What is the history of Freemasonry?
The origins of Freemasonry are lost in the unrecorded history of the Middle Ages, and they are subject to speculation, unproven claims, and even conspiracy theories. However, we know that lodges of working or operative stonemasons existed from early times to support great building projects, like castles, fortresses, churches, and cathedrals. Many Masonic scholars believe that as these massive building projects became less frequent, lodges of working stonemasons began accepting men of good character, reputation, and rank as honorary members into their guilds. These accepted Masons found that the legends, skills, and knowledge of the building trades (especially their moral code, emphasis on merit, and application of geometry and the liberal arts and science to daily life) provided value and meaning to its members’ social and professional connections. Over several generations, the number of operative Masons declined and accepted Masons increased, until the lodge became an early version of the fraternal organization we know today. These independent lodges have been documented in England, Ireland, and Scotland.

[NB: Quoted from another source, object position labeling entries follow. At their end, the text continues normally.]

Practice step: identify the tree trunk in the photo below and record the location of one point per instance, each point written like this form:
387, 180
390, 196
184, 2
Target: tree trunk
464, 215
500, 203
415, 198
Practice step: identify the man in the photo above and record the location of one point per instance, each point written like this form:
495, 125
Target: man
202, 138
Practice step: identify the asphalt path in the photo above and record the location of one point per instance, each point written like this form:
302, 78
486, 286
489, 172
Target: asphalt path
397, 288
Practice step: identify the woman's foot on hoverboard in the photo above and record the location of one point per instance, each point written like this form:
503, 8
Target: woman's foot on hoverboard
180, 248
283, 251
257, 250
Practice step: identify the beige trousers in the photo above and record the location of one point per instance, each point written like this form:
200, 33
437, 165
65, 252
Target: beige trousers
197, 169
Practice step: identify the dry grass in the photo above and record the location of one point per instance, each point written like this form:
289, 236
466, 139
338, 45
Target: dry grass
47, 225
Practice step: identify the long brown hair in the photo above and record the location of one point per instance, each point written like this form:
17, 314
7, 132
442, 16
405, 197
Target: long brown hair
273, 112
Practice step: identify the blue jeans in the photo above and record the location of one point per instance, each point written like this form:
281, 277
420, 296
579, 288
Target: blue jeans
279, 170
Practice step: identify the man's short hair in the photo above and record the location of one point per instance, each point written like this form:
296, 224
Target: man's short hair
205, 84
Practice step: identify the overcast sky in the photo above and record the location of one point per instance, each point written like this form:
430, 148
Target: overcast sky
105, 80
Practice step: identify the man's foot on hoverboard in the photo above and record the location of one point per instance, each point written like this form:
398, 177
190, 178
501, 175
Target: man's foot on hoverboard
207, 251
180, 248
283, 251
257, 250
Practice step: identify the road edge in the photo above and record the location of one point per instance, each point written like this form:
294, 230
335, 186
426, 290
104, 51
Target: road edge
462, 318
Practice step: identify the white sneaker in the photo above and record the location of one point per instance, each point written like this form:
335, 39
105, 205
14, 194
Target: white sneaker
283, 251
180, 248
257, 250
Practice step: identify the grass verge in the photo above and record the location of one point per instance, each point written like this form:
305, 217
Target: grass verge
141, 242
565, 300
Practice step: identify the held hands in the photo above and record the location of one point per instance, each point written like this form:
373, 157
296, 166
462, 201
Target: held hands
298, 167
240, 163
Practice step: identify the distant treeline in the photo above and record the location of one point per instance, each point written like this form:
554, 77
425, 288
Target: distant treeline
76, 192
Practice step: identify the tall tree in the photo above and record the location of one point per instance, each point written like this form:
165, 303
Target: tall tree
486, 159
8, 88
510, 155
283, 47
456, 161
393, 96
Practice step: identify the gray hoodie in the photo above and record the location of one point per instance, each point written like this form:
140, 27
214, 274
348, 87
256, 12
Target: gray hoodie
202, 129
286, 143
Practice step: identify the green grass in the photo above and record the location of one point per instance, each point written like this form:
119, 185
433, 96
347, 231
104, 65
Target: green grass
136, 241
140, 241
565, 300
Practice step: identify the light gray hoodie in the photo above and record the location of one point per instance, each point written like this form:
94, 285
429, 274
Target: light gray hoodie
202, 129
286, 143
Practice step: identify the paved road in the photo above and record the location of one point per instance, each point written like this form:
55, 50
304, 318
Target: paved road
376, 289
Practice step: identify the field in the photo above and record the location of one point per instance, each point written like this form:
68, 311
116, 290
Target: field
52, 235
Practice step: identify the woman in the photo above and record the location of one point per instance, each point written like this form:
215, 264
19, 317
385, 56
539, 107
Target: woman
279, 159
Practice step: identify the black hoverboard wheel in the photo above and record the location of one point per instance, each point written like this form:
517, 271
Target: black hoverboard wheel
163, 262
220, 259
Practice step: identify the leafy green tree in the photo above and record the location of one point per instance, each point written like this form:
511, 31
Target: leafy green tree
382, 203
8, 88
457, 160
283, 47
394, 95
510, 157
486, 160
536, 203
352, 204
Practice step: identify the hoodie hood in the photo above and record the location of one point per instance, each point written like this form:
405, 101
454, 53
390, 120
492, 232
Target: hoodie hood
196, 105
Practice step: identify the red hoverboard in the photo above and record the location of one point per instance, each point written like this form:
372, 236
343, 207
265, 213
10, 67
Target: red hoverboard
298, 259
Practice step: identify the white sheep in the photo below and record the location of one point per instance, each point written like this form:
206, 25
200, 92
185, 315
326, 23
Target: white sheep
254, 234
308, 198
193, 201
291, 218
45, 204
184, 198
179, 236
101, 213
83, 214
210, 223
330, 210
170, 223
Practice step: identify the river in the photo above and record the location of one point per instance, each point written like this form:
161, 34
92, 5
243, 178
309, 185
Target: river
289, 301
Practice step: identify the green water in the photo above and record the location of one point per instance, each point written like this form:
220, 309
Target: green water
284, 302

Learn about the physical and symbolic meanings behind the operative Masonic working tools still used in Freemasonry today.
Four of the existing independent lodges in London, England, formally united or organized during the early 18th century. The Grand Lodge of London and Westminster, soon recognized as the Grand Lodge of England, was the first organized grand lodge in modern Freemasonry. Grand lodges in Scotland and Ireland soon followed. From these humble beginnings, Freemasonry rapidly spread to more countries in Europe and throughout the English colonies, including those that became the United States.